Pravin, one thing I forgot to say about long pipelines. Although the total throughput of instructions would be higher thanks to the higher clock speed, the latency is longer. As you can guess already, starting from an empty pipe, it takes longer to retire the first instruction (i.e. send it all the way to the end). That means events that clear the pipe, such as branch mispredicts, exceptions, etc., would cause a bigger penalty.
Intel's Willamette has features that deal with such long latencies:
- The branch prediction unit is improved. Although I don't know the details, I'll bet it's better than Athlon and certainly better than P6. Therefore, branch mispredicts will occur less often.
- The ALU is "double-pumped," i.e. running at 2x the frequency. According to the Willamette Developer's Guide, this "reduces latency and increases the performance for certain integer instructions."
- Execution trace cache stores pre-decoded micro-ops, so presumably this reduces the penalty of a flushed pipeline.

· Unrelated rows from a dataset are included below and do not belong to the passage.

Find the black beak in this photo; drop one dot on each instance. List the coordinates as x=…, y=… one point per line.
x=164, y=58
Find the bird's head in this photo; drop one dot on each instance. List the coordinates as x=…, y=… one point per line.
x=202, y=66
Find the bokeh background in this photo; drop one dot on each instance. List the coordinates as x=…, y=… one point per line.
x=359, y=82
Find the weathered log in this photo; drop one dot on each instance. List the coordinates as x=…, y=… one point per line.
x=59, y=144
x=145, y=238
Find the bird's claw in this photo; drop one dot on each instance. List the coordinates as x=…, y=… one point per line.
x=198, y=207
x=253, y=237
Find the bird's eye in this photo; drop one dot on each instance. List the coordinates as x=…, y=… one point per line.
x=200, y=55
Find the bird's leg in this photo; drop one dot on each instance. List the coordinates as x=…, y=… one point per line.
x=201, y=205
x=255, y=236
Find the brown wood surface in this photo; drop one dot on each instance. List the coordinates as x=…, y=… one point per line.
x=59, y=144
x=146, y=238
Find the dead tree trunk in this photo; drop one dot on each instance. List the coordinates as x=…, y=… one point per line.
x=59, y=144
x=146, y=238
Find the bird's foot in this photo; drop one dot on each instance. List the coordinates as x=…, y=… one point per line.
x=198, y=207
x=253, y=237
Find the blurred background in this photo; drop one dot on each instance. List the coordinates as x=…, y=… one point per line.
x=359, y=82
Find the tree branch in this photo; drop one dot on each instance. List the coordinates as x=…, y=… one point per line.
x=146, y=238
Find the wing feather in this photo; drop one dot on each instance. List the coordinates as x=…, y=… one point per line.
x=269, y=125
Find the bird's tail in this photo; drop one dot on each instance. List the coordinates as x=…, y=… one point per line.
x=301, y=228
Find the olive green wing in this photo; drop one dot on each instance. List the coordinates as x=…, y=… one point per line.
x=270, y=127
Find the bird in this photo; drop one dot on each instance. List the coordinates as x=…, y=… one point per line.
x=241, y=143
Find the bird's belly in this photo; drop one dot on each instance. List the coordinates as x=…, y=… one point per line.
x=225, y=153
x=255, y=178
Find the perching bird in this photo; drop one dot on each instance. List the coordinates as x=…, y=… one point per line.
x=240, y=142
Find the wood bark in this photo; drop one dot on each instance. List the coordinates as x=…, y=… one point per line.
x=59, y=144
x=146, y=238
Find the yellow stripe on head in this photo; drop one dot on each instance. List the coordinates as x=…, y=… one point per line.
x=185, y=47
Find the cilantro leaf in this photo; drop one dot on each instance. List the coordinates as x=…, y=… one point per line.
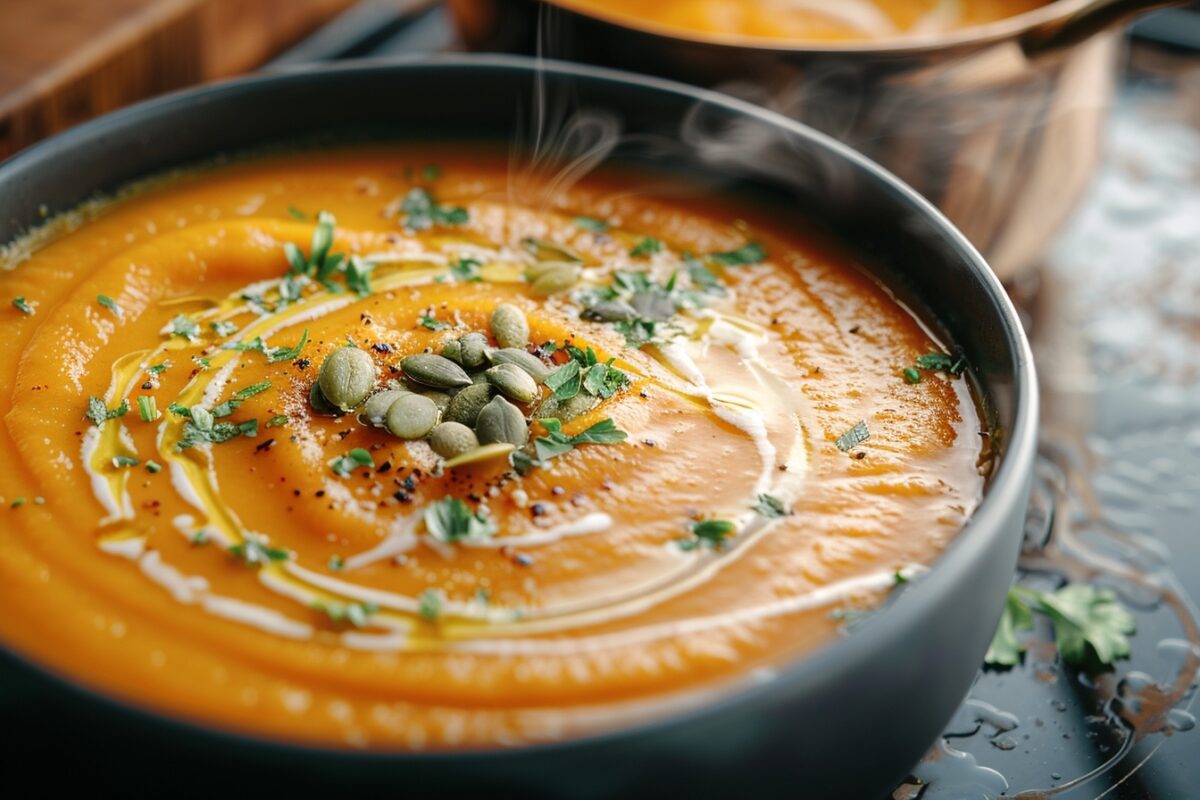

So it seems Intel went all out to build a processor around a very long pipeline. As I pointed out before, it does seem like Intel is betting everything on clock speed.
Tenchusatsu
P.S. - There are also "hazards" in a program's code which causes "pipeline bubbles," i.e. holes in the stream of instructions. In a longer pipeline, those bubbles will be larger, once again impacting real-world performance. |